Women often describe a sense of emptiness and loss after birth. The vehicle that housed their helpless baby is now no longer needed and the feeling that the life once inside them is now gone can be very emotional. The feeling of a baby in utero is that of pressure and fullness and the abdominal wall feeling tight. Abdominal binding is a strong compressive force on the abdomen and back which mimics the same feeling of pressure that a baby in utero does. It is noted that women who have felt this loss or emotional unrest feel much more emotionally calm and at ease with this similar pressure created by the binder, as it mimics the feeling of their child. This has also been shown to have a positive emotional and psychological effect on women who have miscarried or lost their babies.

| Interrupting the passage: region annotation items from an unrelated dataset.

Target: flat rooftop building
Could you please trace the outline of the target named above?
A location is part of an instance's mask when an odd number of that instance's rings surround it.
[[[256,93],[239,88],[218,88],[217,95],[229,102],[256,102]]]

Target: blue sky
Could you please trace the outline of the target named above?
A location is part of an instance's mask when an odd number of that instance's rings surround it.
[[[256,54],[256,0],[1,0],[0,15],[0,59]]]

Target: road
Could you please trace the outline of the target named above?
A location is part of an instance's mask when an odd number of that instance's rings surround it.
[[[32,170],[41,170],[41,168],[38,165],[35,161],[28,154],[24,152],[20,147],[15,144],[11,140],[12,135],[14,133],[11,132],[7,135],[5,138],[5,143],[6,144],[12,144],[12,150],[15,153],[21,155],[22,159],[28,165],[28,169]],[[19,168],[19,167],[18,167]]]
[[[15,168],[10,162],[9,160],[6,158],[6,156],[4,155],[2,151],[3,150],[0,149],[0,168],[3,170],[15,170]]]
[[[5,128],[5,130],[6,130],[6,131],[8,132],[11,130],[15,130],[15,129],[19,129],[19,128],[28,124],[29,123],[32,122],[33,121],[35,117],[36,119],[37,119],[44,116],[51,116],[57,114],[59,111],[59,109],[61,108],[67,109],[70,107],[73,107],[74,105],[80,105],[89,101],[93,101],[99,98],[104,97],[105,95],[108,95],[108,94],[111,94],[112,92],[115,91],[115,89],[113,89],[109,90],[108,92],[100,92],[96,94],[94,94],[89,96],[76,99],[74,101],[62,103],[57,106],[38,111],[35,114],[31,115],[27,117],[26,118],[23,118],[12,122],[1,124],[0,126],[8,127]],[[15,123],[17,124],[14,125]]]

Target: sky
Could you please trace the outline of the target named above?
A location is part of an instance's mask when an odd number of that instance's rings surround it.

The positive effects of abdominal binding on the psyche extend further than that of emotional support. Most women place large importance on the shape and size of their bodies. The figure and weight altering effects of pregnancy can have a massive effect on self confidence and how women view themselves. The need to return to a desirable shape can be further influenced by societal pressure and expectation. Abdominal binding reduces the abdominal bulge and creates a sleek, slim figure gives women a new-found confidence in their post-pregnancy body shape. The appearance of a flat or smaller stomach is also a major confidence boost and the ability to fit back into one’s clothing is a great achievement.

Abdominal binding after birth has endless beneficial effects. It speeds up recovery of the postpartum body as well as optimises postural, abdominal and pelvic support causing a reduction in pathology and pain. Circulation is enhanced which leads to reduced swelling, incidence of blood clotting and improved lactation. The emotional effects cannot be discounted as women feel a lessened sense of loss as well as a heightened confidence in their body shape.